The refined system being used at the forthcoming Championship - in which the hosts get the defence of their title underway in the opening match against Brazil on on Wednesday (January 11) - will have a wider remit than the original one.
"The most important change is the direct participation of the referees in the final decision, until now only the IHF official had the right to take a decision," an IHF official told insidethegames.
"We have reinforced one situation: when a serious and unfair action happens outside the field of view of the referees.
"The IHF wants to avoid any negative image of our sport."
The IHF spokesman added: "In Denmark what happened was a mixture of human and technology mistakes.
"Now IHF has selected a new company from several applicants, Broadcast Solutions, from Germany, the same company which is now working with FIFA.
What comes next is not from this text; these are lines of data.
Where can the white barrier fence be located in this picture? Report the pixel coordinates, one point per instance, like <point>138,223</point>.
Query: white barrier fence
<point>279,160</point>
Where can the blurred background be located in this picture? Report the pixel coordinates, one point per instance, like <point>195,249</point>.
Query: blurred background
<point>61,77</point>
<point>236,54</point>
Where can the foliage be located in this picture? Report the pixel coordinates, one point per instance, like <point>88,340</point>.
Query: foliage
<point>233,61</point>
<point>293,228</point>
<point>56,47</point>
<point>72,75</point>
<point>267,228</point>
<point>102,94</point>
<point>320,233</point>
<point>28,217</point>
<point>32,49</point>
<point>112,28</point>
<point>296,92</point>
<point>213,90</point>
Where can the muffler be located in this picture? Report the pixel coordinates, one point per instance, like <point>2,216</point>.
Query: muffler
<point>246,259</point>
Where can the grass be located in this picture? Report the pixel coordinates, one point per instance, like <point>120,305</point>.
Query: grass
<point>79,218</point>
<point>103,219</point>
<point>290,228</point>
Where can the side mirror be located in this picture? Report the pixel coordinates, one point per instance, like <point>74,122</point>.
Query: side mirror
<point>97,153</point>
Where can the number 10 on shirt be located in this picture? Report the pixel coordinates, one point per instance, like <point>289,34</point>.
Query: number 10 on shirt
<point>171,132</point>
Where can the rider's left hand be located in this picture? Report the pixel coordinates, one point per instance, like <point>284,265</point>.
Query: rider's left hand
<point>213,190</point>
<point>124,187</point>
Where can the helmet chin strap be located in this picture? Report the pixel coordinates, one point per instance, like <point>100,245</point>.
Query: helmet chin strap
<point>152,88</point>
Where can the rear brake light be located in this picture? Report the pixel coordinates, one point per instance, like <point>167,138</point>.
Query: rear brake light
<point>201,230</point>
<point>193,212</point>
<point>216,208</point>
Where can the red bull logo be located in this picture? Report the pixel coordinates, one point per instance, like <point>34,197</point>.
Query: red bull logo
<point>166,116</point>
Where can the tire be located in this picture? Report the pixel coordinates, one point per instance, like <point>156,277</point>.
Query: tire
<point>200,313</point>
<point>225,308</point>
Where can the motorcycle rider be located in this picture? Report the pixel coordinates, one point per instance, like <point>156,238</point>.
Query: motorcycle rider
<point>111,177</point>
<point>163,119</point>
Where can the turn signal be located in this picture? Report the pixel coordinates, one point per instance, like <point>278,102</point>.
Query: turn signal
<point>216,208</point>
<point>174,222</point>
“The protocol to follow in each case is now very strict, the referees and officials must follow it.
"In most of the cases only the referees will be the responsible of the final decision, the official can help only if necessary.
"So the quality and the security is guaranteed.
"With the direct participation of the referees in the procedure, together with the officials, we can be assured of the correct final decisions."
The revamped video proof system is the latest in a series of innovations to have been introduced within the last year by the IHF, which trialed five rule changes, including a key shift on making it easier to substitute outfield players for goalkeepers, in time for last summer's Rio 2016 Olympics.
The other changes involve players treated on court having to leave the action for their team's next three attacks; teams deemed guilty of "passive play" having to take a shot after a maximum of six passes; players committing fouls in the final 30 seconds being disqualified and a seven-metre throw going to the opposition; and the introduction of a blue card to be shown to disqualified players who will face further action by the Disciplinary Committee.
The IHF official added that the extent of the video proof system had been enlarged since 2015.
"We'll use the video proof in some new cases," he said.
"When referees are not sure if a player deserves a red or a blue card.
"Situations when referees have strong doubts in relation with the last 30 seconds rule involving the red card and seven-metres throws.
"Situations in the last 30 seconds of the match when the defending team has no goalkeeper; if the referees are not sure if the decision must be a seven-metres throw or not.
"The last two cases only when the situation is crucial for the final score of the match."
The technology will also embrace the areas involved in the last Men's World Championship - it will be used for goal-line technology, and to check if the ball crossed the goal line before or after the final buzzer of each half of the game.